Inilah mimpi banyak orang, bahwa pengetahuan kita bisa bertahan. Tapi Saudara tahu ‘kan, waktu hari ini kita belajar bagaimana orang zaman dulu berpikir, respons kita adalah tertawa, kita mengatakan, “Ya ampun, orang zaman dulu benar-benar mikir kayak begitu ya?? Kacau.” Mungkin Saudara bilang, “Enggak ah, banyak pemikir zaman dulu yang pemikirannya bertahan sampai hari ini dan kita hargai, misalnya filsuf-filsuf seperti Aristoteles yang sering dikutip pendeta GRII.” Ya, benar, Aristoteles memang banyak pemikirannya yang bertahan sampai hari ini dan juga dikagumi, tapi tahukah Saudara yang bertahan sampai hari ini berapa persen dari seluruh pemikiran Aristoteles? Sedikit. Saudara tidak tahu seberapa banyak sebenarnya Aristoteles berpikir, yang pemikiran tersebut tidak bertahan sampai hari ini. Kenapa tidak bertahan? Karena ditinggalkan oleh zaman. Kenapa ditinggalkan oleh zaman? Karena ditertawakan. Misalnya apa? Satu hal –minta maaf ya– bagi Aristoteles, fungsi buah zakar lelaki adalah pemberat. Saya tidak bohong, ini asli dari Aristoteles; kenapa dia bisa berpikir begitu, itu urusan dia, tapi itulah pemikirannya –dan itu sebabnya kita menertawakan. Saudara juga tidak harus tunggu sampai gap-nya sejauh antara Saudara dengan Aristoteles, bahkan hari ini pun waktu Saudara punya cucu, cucumu akan memperlakukanmu sama. Cucumu akan menertawakan pengetahuanmu, cucumu akan mengatakan, “Ya ampun, kakek, zaman dulu mikirnya kayak begitu?? Aduuuhh, ketinggalan zaman”. Itu baru beberapa generasi, Saudara. Gunung dan bintang tidak ada fondasinya, relasi manusia juga tidak ada fondasinya, pengetahuan manusia pun tidak ada fondasinya. Segala sesuatu yang kita tahu pada hari ini, yang kita pegang erat dan banggakan, akan ditertawakan oleh generasi yang akan datang. Tidak ada fondasi. Segala sesuatu seperti pasir hisap. Inilah hal yang disadari oleh sang pemazmur sebagai kefanaan, kesementaraan manusia.

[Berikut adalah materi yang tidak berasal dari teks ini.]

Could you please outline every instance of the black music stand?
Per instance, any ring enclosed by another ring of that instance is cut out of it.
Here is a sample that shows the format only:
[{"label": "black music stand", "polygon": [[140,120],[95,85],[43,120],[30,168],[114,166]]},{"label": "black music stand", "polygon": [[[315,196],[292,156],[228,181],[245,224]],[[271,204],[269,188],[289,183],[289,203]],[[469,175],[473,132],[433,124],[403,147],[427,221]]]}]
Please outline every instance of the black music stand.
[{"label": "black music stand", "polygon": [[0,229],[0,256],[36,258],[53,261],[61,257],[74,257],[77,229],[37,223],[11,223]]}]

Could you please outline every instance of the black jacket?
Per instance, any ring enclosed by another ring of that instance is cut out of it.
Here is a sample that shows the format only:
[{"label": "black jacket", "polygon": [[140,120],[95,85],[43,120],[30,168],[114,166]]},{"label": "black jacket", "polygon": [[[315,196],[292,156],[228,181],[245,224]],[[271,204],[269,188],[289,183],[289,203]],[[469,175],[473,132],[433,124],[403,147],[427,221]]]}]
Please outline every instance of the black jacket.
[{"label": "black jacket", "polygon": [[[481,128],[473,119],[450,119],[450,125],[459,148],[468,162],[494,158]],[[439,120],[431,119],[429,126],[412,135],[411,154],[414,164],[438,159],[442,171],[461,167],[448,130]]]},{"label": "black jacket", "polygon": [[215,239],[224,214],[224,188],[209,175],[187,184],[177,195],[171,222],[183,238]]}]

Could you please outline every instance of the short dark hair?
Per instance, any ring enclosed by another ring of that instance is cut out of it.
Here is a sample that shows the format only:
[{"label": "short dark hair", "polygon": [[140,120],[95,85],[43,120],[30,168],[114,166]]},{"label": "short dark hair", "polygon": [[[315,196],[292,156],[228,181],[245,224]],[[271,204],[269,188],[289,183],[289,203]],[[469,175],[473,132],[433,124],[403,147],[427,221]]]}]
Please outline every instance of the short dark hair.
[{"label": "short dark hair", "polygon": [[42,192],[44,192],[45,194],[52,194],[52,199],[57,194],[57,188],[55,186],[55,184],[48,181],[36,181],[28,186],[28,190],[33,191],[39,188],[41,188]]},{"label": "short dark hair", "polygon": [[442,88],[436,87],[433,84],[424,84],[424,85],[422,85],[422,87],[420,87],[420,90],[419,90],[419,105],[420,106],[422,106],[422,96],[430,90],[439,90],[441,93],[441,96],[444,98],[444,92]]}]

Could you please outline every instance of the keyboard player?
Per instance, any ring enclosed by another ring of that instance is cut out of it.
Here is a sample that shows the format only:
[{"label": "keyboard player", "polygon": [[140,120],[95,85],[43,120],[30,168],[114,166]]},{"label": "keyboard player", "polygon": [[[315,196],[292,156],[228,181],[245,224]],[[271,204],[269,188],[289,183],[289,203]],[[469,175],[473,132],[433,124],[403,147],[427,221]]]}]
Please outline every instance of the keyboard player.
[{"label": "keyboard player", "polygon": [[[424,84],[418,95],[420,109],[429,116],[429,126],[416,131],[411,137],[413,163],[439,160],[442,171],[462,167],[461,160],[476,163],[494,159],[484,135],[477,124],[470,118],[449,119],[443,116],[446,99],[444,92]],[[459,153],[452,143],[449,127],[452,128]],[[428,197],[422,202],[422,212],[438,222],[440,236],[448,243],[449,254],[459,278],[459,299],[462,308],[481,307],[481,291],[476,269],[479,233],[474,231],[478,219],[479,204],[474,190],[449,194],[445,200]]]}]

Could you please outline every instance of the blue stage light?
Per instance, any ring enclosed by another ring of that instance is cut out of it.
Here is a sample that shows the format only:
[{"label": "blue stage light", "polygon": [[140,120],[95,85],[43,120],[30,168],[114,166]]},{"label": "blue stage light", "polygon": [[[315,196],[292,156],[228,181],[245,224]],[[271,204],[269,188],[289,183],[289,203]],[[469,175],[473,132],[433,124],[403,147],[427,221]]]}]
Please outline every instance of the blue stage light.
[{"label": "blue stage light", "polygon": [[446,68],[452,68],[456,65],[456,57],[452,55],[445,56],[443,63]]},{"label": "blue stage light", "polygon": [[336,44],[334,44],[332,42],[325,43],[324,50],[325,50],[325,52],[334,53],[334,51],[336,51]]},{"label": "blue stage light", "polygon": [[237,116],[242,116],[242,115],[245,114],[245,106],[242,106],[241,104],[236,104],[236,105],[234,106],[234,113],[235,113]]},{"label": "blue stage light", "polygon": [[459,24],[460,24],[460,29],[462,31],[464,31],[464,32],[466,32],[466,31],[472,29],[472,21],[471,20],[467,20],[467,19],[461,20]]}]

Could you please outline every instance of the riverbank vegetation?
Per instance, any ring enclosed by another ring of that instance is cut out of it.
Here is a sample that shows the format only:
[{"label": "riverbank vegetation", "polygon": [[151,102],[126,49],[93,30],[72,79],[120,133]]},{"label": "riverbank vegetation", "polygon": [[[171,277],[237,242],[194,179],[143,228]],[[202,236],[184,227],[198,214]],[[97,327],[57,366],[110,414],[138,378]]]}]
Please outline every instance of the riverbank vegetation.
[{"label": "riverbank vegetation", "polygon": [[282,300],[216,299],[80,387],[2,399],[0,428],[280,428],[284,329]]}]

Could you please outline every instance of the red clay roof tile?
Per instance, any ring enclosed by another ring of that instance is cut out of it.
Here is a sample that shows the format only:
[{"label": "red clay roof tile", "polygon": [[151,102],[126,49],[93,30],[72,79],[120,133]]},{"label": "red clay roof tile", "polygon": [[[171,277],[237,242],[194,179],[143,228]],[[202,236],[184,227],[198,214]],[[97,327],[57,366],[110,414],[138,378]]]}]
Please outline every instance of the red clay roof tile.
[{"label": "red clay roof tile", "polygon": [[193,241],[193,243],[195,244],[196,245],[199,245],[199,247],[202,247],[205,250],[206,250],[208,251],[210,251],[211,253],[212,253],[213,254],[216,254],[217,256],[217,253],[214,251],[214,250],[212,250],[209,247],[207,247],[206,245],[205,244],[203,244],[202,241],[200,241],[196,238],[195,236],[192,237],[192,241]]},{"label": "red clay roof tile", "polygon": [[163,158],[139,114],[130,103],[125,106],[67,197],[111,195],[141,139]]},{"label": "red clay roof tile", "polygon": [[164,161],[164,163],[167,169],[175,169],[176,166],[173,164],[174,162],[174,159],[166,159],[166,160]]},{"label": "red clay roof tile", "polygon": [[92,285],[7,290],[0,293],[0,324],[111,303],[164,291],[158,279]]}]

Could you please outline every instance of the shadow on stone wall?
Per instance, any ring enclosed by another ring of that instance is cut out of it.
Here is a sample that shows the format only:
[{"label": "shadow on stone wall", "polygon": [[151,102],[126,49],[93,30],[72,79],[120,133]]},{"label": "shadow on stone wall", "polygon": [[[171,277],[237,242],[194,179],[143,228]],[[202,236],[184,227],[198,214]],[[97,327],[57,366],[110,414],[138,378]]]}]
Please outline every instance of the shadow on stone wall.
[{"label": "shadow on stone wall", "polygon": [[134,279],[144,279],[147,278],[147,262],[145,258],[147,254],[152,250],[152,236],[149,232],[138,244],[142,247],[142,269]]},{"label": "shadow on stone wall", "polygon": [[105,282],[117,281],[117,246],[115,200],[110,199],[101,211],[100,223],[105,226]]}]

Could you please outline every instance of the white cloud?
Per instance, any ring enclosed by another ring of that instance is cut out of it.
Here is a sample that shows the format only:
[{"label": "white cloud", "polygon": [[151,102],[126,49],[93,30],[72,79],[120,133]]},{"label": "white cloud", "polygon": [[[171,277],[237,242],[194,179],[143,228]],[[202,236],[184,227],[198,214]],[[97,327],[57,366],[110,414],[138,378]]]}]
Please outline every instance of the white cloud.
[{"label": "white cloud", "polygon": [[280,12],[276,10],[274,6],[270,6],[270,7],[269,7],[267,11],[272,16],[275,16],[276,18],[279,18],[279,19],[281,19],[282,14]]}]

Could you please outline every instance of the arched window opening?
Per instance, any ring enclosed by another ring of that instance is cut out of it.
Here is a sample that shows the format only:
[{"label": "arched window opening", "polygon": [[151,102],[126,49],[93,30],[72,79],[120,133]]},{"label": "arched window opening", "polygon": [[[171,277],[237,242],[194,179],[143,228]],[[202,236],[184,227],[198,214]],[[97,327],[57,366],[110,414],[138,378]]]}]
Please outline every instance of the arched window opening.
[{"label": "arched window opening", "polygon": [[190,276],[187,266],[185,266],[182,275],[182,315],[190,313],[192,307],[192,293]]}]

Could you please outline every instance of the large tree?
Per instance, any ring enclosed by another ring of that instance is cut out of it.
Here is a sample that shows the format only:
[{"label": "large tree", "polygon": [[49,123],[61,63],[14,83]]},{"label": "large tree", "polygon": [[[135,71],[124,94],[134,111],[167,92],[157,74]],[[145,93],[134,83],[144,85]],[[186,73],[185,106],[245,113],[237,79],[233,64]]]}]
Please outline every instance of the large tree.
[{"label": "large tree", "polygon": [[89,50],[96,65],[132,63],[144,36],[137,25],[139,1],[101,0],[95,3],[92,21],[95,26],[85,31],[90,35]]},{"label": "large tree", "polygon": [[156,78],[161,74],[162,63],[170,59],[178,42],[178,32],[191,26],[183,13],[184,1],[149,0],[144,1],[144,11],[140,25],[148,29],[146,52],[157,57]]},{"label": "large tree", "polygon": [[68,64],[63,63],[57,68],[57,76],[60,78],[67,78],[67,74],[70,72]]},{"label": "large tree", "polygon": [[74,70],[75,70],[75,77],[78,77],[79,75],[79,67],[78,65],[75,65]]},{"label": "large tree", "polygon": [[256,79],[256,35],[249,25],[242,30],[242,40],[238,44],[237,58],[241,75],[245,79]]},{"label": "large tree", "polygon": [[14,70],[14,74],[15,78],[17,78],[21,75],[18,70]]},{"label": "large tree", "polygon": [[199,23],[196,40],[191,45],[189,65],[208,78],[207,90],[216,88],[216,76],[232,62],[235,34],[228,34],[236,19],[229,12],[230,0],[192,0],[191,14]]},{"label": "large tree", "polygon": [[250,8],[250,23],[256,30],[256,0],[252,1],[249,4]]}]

Tapi di sinilah Saudara jadi melihat kenapa Mazmur ini menarik, yaitu bahwa waktu Alkitab membahas mengenai Allah yang tidak berubah, Allah yang immutable, Alkitab tidak meberikannya kepada kita di dalam semacam buku akademis teologi. Alkitab tidak menuliskannya dalam sebuah buku teori tok mengenai Allah. Bahkan kalau Saudara buka Alkitab, saya cukup yakin Saudara tidak akan pernah bisa menemukan ada bagian seperti itu, bagian yang orang sekadar menulis secara abstrak teori mengenai diri Tuhan. Teologi skolastik yang ujungnya cuma urusan memusingkan diri dengan abstraksi belaka, itu tidak ada di Alkitab, itu bukan bikinan Alkitab. Alkitab menghadirkan di hadapan kita, menuliskan, melukiskan, gambaran Allah yang tidak berubah justru di tengah-tengah Mazmur ini, di tengah-tengah kesadaran akan kesementaraan manusia yang begitu mengancam. Itulah tempat Alkitab menuliskannya. Itu sebabnya Saudara lihat di dalam Alkitab, teologi sama sekali bukan abstrak mengawang-awang, teologi dalam Alkitab bisa dibilang sangat praktis, sangat mendarat. Ini mirip waktu kita membahas keindahan Tuhan, bahwa itu bukanlah keindahan ala eskapisme yang hanya bisa ditemukan di alam fantasi, yang adanya di dalam museum atau di tempat-tempat yang segala sesuatu dijaga humidity-nya sedemikian rupa serta temperaturnya sedemikian tetap, dsb.; tidak demikian. Keindahan Tuhan yang Saudara temukan dalam Alkitab justru keindahan yang direnungkan dan memberi kekuatan di masa-masa Daud dikelilingi musuh. Inilah Alkitab. Dan, inilah sebabnya Mazmur ini mulai dengan doa seorang sengsara yang ada di tengah-tengah kesakitan pada saat dia mulai pingsan. Inilah tempat kita merenungkan mengenai Allah yang tidak berubah. Lalu apa ujungnya?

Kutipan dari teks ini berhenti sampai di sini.